Today, we’re looking at two historical fiction novels that I discovered this summer, that focus on two distinctly different topics–the women of the Romantic movement and the relationship between the Japanese and the Dutch.
Passion by Jude Morgan
In the turbulent years of the French Revolution and the Napoleonic Wars, three poets–Byron, Shelley, and Keats–come to prominence, famous and infamous, for their vivid personalities, and their glamorous, shocking, and sometimes tragic lives. In this electrifying novel, those lives are explored through the eyes of the women who knew and loved them–intensely, scandalously.
Four women from widely different backgrounds are linked by a sensational fate. Mary Shelley: the gifted daughter of gifted parents, for whom passion leads to exile, loss, and a unique fame. Lady Caroline Lamb: born to fabulous wealth and aristocratic position, who risks everything for the ultimate love affair. Fanny Brawne: her quiet, middle-class girlhood is transformed–and immortalized–by a disturbing encounter with genius. Augusta Leigh: the unassuming poor relation who finds herself flouting the greatest of all taboos.
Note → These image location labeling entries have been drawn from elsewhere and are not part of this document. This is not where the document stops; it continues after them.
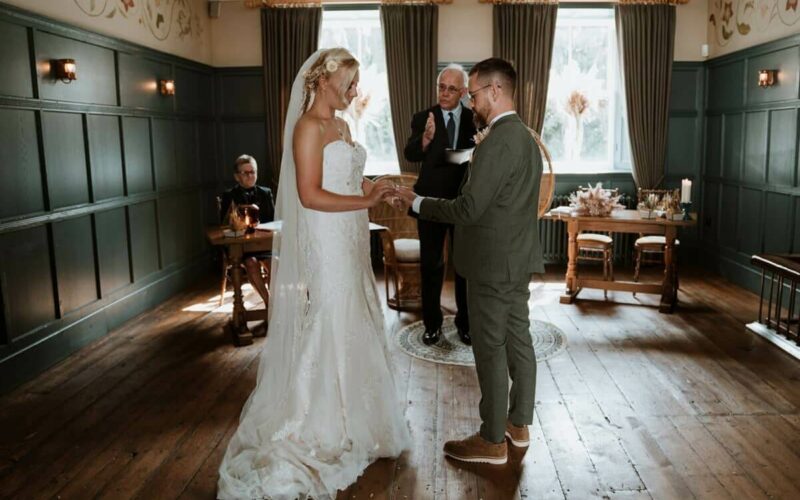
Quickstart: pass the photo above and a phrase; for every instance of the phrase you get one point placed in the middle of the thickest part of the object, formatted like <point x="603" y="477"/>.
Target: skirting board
<point x="779" y="340"/>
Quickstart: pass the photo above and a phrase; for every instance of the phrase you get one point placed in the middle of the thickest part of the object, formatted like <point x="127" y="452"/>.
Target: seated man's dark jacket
<point x="257" y="195"/>
<point x="438" y="178"/>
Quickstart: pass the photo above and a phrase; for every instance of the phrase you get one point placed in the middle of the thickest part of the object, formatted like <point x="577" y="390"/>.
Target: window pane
<point x="580" y="126"/>
<point x="369" y="117"/>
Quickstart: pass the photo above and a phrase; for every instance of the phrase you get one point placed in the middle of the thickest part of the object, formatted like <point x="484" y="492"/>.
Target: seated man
<point x="246" y="192"/>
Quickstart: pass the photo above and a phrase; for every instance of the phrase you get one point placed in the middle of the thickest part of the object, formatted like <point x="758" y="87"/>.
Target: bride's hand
<point x="379" y="192"/>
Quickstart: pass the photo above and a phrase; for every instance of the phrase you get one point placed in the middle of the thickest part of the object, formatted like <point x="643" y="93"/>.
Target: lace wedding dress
<point x="325" y="405"/>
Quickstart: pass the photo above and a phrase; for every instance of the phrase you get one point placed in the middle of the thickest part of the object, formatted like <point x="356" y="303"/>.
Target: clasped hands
<point x="399" y="197"/>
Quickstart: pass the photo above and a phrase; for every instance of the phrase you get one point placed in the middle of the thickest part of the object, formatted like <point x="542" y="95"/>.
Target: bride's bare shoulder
<point x="308" y="131"/>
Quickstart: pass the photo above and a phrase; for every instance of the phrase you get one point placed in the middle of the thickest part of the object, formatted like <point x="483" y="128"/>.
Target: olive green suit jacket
<point x="495" y="215"/>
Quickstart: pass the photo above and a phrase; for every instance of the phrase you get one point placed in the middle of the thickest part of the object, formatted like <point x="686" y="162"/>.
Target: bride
<point x="325" y="404"/>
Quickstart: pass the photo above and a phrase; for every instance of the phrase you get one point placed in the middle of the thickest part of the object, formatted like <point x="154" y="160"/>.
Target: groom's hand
<point x="405" y="195"/>
<point x="430" y="130"/>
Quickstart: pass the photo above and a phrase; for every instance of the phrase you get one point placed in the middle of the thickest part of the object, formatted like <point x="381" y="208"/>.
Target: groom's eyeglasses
<point x="471" y="95"/>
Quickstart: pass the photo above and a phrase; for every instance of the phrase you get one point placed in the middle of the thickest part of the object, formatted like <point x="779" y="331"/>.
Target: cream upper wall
<point x="180" y="28"/>
<point x="465" y="32"/>
<point x="234" y="39"/>
<point x="236" y="36"/>
<point x="738" y="24"/>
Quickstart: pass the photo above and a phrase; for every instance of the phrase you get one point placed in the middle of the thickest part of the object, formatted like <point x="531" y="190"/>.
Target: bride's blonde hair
<point x="329" y="62"/>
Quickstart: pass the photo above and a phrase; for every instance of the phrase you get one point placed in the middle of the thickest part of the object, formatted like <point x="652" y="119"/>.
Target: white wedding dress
<point x="326" y="405"/>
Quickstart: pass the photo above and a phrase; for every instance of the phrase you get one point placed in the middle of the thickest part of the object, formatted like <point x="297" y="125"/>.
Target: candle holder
<point x="249" y="213"/>
<point x="686" y="206"/>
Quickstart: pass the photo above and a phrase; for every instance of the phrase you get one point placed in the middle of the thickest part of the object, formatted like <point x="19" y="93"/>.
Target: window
<point x="370" y="116"/>
<point x="584" y="125"/>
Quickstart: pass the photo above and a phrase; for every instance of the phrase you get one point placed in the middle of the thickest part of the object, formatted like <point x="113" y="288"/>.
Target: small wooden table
<point x="622" y="221"/>
<point x="260" y="241"/>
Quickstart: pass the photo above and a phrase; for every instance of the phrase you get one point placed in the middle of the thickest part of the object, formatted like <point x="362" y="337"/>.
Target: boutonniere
<point x="481" y="135"/>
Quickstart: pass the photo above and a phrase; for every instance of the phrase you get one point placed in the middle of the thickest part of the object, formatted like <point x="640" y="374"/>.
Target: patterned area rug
<point x="548" y="341"/>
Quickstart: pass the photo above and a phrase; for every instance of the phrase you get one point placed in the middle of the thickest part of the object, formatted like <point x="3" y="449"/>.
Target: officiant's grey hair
<point x="454" y="67"/>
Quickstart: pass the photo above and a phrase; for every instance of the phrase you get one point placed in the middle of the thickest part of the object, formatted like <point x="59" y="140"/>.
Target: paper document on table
<point x="458" y="156"/>
<point x="270" y="226"/>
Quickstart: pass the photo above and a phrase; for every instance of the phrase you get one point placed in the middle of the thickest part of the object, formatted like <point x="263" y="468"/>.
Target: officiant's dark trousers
<point x="501" y="341"/>
<point x="431" y="241"/>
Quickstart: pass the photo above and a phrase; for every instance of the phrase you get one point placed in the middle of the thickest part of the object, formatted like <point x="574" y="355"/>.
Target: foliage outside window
<point x="584" y="126"/>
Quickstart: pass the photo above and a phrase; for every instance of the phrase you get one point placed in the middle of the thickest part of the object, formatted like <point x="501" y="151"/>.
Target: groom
<point x="496" y="249"/>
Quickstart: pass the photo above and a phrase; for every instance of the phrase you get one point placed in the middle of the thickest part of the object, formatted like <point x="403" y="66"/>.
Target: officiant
<point x="437" y="136"/>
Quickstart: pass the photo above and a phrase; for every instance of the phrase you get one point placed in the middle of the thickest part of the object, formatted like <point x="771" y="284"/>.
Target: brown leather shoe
<point x="476" y="449"/>
<point x="519" y="436"/>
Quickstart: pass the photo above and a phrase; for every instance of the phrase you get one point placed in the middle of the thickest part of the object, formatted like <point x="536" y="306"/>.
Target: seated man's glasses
<point x="448" y="88"/>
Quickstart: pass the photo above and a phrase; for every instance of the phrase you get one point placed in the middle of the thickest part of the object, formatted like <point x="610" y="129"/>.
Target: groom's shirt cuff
<point x="417" y="204"/>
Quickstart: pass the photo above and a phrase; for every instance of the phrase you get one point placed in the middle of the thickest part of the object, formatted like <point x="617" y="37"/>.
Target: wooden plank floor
<point x="641" y="405"/>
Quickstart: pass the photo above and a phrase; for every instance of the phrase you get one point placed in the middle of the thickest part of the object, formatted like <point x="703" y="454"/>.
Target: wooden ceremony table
<point x="622" y="221"/>
<point x="260" y="241"/>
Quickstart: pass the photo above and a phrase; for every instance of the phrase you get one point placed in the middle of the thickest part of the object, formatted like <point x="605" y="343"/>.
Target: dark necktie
<point x="451" y="130"/>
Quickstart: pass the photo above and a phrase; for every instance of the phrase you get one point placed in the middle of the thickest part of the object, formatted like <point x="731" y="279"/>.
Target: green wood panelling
<point x="729" y="207"/>
<point x="755" y="148"/>
<point x="138" y="165"/>
<point x="112" y="251"/>
<point x="783" y="147"/>
<point x="144" y="239"/>
<point x="732" y="147"/>
<point x="240" y="95"/>
<point x="778" y="233"/>
<point x="20" y="169"/>
<point x="709" y="220"/>
<point x="74" y="252"/>
<point x="164" y="154"/>
<point x="726" y="85"/>
<point x="15" y="79"/>
<point x="105" y="156"/>
<point x="65" y="159"/>
<point x="714" y="146"/>
<point x="138" y="83"/>
<point x="25" y="281"/>
<point x="750" y="222"/>
<point x="187" y="168"/>
<point x="682" y="147"/>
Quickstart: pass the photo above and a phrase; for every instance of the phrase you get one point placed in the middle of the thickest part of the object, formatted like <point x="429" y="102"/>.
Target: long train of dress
<point x="340" y="409"/>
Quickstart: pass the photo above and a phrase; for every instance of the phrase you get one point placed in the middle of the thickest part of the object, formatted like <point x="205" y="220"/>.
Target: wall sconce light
<point x="65" y="70"/>
<point x="166" y="87"/>
<point x="767" y="77"/>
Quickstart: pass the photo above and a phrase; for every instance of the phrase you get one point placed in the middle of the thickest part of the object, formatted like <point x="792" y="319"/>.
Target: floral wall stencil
<point x="737" y="24"/>
<point x="161" y="17"/>
<point x="179" y="27"/>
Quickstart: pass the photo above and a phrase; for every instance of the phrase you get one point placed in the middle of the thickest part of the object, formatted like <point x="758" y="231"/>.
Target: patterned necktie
<point x="451" y="130"/>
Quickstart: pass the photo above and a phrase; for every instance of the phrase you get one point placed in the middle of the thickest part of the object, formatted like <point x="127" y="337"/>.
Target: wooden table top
<point x="623" y="216"/>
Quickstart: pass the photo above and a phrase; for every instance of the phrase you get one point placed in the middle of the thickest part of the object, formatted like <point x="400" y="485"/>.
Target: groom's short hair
<point x="494" y="67"/>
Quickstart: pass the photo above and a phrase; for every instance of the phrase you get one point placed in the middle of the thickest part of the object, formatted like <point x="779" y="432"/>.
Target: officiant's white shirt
<point x="418" y="200"/>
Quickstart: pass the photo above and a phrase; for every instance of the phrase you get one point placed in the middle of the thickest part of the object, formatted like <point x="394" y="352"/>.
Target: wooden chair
<point x="598" y="247"/>
<point x="401" y="252"/>
<point x="650" y="248"/>
<point x="226" y="269"/>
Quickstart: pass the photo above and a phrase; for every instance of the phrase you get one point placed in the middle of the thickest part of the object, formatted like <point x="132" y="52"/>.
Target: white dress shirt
<point x="418" y="200"/>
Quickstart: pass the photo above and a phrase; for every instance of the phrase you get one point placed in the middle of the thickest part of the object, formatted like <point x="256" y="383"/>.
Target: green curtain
<point x="523" y="34"/>
<point x="410" y="34"/>
<point x="289" y="36"/>
<point x="646" y="35"/>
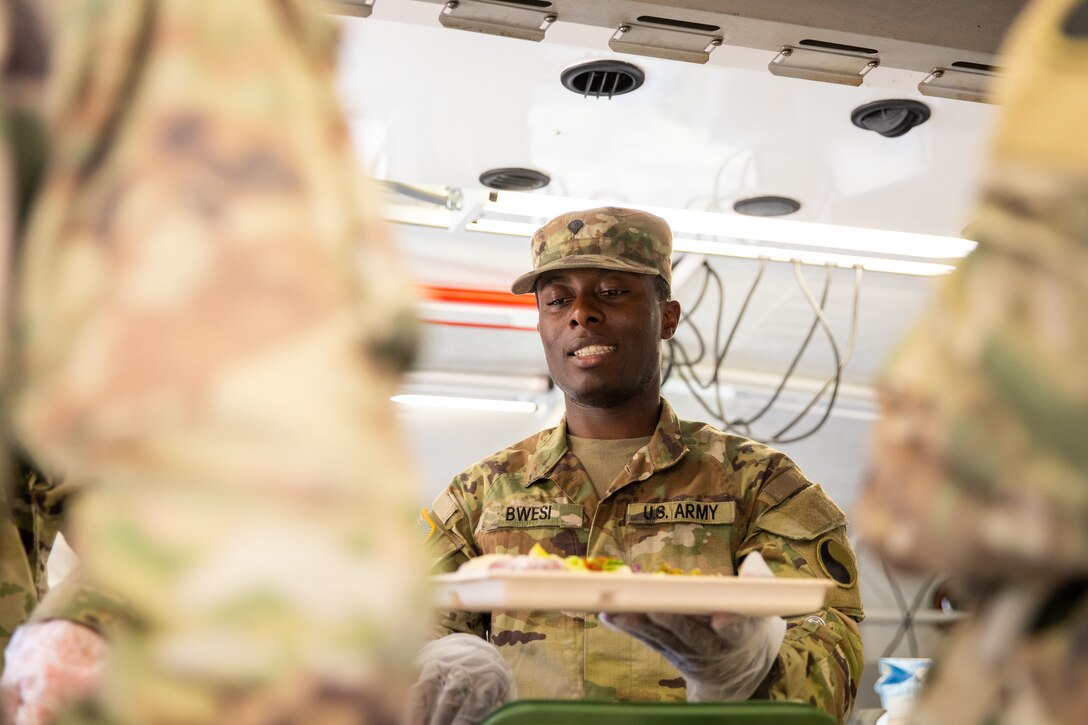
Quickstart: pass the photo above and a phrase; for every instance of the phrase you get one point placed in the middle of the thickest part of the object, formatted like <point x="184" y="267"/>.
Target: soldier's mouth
<point x="591" y="351"/>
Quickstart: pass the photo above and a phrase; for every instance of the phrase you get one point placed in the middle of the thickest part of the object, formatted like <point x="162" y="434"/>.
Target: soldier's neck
<point x="635" y="418"/>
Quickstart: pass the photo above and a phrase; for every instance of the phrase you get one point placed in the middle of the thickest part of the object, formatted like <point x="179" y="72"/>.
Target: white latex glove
<point x="461" y="679"/>
<point x="721" y="656"/>
<point x="48" y="666"/>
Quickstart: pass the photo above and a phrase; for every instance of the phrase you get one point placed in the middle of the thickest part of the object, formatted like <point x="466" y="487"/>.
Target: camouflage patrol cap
<point x="607" y="237"/>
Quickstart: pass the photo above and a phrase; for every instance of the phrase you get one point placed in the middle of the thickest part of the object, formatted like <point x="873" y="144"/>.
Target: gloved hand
<point x="461" y="679"/>
<point x="49" y="665"/>
<point x="721" y="656"/>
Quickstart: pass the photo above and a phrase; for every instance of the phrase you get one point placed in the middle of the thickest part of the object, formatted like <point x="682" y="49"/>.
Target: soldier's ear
<point x="670" y="318"/>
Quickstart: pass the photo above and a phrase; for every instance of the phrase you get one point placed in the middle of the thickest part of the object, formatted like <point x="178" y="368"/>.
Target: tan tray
<point x="503" y="590"/>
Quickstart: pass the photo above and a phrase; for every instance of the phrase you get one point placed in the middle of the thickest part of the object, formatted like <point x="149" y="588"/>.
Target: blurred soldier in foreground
<point x="980" y="467"/>
<point x="621" y="476"/>
<point x="29" y="513"/>
<point x="198" y="355"/>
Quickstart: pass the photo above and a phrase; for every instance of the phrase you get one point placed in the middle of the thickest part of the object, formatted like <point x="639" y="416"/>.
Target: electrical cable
<point x="707" y="393"/>
<point x="906" y="624"/>
<point x="840" y="360"/>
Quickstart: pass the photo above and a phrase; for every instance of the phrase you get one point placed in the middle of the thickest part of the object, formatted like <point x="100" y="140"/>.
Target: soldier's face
<point x="602" y="333"/>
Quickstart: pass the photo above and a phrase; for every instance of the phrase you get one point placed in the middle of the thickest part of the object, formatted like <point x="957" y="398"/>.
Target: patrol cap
<point x="606" y="237"/>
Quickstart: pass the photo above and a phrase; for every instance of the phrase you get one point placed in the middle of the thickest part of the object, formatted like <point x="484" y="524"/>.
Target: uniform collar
<point x="665" y="449"/>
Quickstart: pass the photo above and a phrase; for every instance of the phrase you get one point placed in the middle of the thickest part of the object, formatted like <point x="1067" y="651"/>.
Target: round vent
<point x="515" y="179"/>
<point x="890" y="118"/>
<point x="766" y="206"/>
<point x="603" y="77"/>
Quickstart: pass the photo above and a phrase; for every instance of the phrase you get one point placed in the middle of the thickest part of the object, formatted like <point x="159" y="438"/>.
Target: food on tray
<point x="539" y="560"/>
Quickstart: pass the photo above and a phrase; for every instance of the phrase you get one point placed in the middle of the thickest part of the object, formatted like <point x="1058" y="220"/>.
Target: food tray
<point x="506" y="590"/>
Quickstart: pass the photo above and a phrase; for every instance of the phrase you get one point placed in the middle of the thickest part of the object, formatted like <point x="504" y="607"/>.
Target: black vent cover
<point x="603" y="77"/>
<point x="766" y="206"/>
<point x="515" y="179"/>
<point x="890" y="118"/>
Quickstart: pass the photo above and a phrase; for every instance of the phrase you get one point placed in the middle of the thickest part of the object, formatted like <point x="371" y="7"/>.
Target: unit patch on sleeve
<point x="681" y="512"/>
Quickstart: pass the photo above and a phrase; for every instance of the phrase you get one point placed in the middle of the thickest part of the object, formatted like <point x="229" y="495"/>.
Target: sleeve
<point x="449" y="526"/>
<point x="801" y="532"/>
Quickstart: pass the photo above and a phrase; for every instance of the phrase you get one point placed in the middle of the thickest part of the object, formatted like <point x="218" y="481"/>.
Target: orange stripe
<point x="485" y="326"/>
<point x="478" y="296"/>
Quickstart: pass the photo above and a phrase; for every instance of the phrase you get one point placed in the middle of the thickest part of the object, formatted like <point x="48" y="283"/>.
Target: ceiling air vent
<point x="515" y="179"/>
<point x="766" y="206"/>
<point x="603" y="77"/>
<point x="890" y="118"/>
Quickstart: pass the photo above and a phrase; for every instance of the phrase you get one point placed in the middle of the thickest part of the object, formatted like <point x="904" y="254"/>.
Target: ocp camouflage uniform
<point x="980" y="468"/>
<point x="693" y="498"/>
<point x="29" y="513"/>
<point x="209" y="328"/>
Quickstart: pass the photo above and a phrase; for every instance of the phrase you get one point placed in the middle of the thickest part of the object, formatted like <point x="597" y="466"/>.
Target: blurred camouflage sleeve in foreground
<point x="209" y="324"/>
<point x="980" y="468"/>
<point x="29" y="513"/>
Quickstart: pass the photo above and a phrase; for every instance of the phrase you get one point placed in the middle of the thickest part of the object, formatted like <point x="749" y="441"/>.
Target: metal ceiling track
<point x="953" y="42"/>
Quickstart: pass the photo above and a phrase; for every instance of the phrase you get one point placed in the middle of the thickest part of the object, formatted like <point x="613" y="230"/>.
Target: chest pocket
<point x="511" y="526"/>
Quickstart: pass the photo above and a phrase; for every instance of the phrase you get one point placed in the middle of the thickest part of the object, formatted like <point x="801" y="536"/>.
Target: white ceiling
<point x="435" y="106"/>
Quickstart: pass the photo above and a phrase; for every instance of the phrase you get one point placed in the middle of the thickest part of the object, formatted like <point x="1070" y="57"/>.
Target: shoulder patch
<point x="783" y="487"/>
<point x="425" y="525"/>
<point x="837" y="562"/>
<point x="805" y="515"/>
<point x="444" y="506"/>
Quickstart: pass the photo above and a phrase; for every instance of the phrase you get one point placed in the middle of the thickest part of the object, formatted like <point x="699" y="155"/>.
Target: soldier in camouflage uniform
<point x="28" y="513"/>
<point x="980" y="465"/>
<point x="621" y="476"/>
<point x="197" y="351"/>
I have to admit, I’m not overly fond of the Romantics–while I like them just fine, my main interest in them is reserved for Lord Byron, who had the utter gall to mock Keats immediately after his death, among many, many other things. But when I saw Ana over at things mean a lot give Passion a glowing review, I immediately perked up. A book that gives these women agency and explores their connection and interaction with the Romantic movement? In the words of Jon Stewart, go on.
Ana’s review gives Passion some of the highest praise I can think of–she compares Morgan’s work to Sarah Waters. Trudy over at Compulsive Overreader loved it, although she felt that the Brawne and Keats storyline felt a little disconnected from the rest. I think it sounds wonderful, and I look forward to picking it up.
In 2007, Time magazine named him one of the most influential novelists in the world. He has twice been short-listed for the Man Booker Prize. The New York Times Book Review called him simply “a genius.” Now David Mitchell lends fresh credence to The Guardian’s claim that “each of his books seems entirely different from that which preceded it.” The Thousand Autumns of Jacob de Zoet is a stunning departure for this brilliant, restless, and wildly ambitious author, a giant leap forward by even his own high standards. A bold and epic novel of a rarely visited point in history, it is a work as exquisitely rendered as it is irresistibly readable.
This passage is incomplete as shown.